- Kozhuvalloor Location in Kerala, India Kozhuvalloor Kozhuvalloor (India)
- Coordinates: 9°17′0″N 76°37′0″E﻿ / ﻿9.28333°N 76.61667°E
- Country: India
- State: Kerala
- District: Alappuzha

Languages
- • Official: Malayalam, English
- Time zone: UTC+5:30 (IST)
- PIN: 689 521
- Vehicle registration: KL-

= Kozhuvalloor =

Village in Kerala, India

Kozhuvallur (Kozhuvalloor) is a small village in the Chengannur taluk of Alappuzha district in Kerala, India. An ancient Devi temple dedicated to Baghvathy is located here. It is situated about 10 km south of the town of Chengannur and about 8 km northwest of Pandalam. The road to Kozhuvallur from Chengannur deviates at Chammathu Mukku Junction on the Chengannur-Mavelikkara Road before Kodukulanji.
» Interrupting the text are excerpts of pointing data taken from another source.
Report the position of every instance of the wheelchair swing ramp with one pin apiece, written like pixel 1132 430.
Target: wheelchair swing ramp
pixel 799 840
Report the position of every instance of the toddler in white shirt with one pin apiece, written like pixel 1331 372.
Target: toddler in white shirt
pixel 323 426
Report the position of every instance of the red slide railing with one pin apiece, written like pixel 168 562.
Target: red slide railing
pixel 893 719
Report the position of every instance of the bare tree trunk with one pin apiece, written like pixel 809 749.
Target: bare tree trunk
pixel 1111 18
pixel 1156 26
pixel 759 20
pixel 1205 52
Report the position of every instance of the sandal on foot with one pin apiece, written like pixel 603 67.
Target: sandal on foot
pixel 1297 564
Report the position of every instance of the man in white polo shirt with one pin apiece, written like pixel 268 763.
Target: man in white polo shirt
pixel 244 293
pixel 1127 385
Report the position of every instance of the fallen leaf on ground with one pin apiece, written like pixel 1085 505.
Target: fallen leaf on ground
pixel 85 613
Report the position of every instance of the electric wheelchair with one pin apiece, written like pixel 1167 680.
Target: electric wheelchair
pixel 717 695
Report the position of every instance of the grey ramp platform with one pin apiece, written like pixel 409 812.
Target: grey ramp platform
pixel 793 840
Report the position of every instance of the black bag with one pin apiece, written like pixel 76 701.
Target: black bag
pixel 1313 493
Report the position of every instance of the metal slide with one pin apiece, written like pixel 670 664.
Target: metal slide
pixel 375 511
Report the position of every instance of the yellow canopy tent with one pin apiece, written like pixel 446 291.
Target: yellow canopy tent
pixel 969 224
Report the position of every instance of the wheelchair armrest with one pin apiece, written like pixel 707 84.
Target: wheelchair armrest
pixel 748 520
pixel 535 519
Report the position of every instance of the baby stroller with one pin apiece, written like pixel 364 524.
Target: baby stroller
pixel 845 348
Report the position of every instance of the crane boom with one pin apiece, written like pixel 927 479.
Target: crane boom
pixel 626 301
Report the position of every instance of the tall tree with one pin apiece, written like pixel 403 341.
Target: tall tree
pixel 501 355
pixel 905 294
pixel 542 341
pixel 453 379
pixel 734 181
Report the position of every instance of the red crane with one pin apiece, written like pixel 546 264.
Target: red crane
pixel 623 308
From the Pandalam side, the road to Kozhuvalloor branches at Kulanada on the Main Central (MC) Road. Administratively, Kozhuvalloor lies under the jurisdiction of Mulakkuzha Panchayat. It is separated from the nearby Venmony village by a large strip of paddy field called Changapadam. The physical features of the area follow the typical midland geographical pattern of Kerala, comprising lush vegetation, fertile wet fields, and hilly terrain.